Utah lawmakers’ sleight-of-hand in financing their campaigns has become so blatant it is even offending Utah lawmakers. In the upcoming session of the Legislature, several will run bills to clean up the mess. Candidates who “forget” to file financial-disclosure forms would be barred from the ballot by Rep. Greg Hughes, R-Draper. Rep. Sheryl Allen, R-Bountiful, would fine candidates who don’t disclose big donors until after an election. Sen. Peter Knudson, R-Brigham City, wants to close loopholes and make all candidates and political committees file reports, while Rep. Brad Daw, R-Orem, would expand state regulation to city elections, forcing cities to make finance reports available to the public and bring secretive local campaign groups out of the dark.
It’s one step forward and two steps back in Utah’s liquor wars. Folks in Cache County are pleasantly surprised riots haven’t broken out now that beer sales are being allowed Sundays. No such enlightenment, however, for Utah liquor commissioners who recently voted to ask the Legislature to remove Smirnoff Ice-style flavored malt beverages from grocery stores. Two commissioners voted, “No,” one noting malt beverages are just 3.2 beer with a tiny amount of booze added for flavor. That didn’t stop the majority from requesting the products be reclassified as “liquor” for exclusive sale at the state liquor store. The result will be higher prices for malt beverage drinkers who will now pay the state’s 86 percent markup.

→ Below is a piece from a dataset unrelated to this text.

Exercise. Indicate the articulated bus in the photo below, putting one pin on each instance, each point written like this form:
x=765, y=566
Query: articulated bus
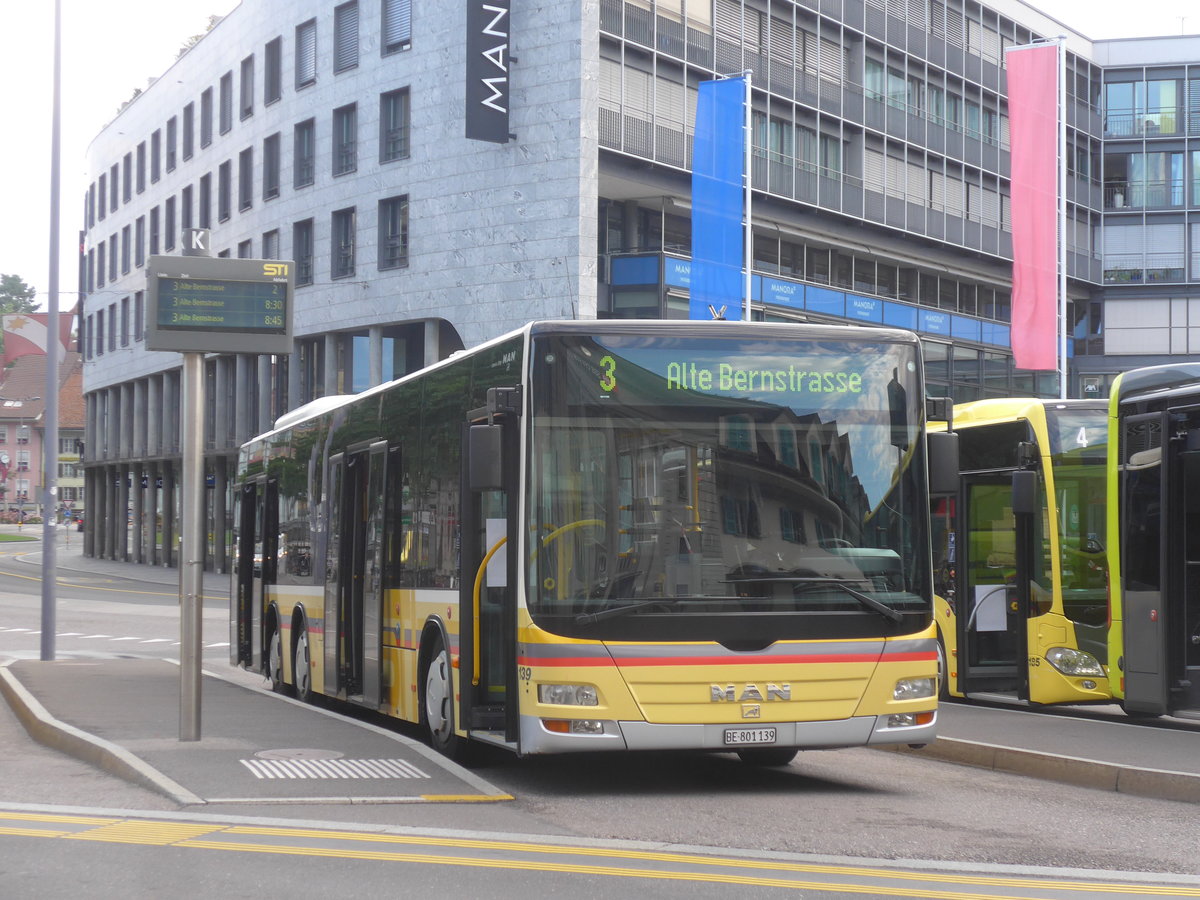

The U.S. Nuclear Regulatory Commission says it won’t let Italy’s nuclear leftovers be imported to a state that doesn’t want the stuff. That’s a bit of good news for those opposing EnergySolutions’ plan to import 20,000 tons from Italy’s defunct nuclear program. (About 1,600 tons would go to the company’s Tooele County landfill.) The bad news is states have to say, “No.” While Texas and Kentucky politicos have written federal nuclear officials to complain about the Italy import, Utah leaders seem fine with it. Gov. Jon Huntsman Jr. says he is OK with Utah taking any country’s waste that meets the “low level” threshold of radioactive material allowed here. Utah citizens will have their say during upcoming public comment periods.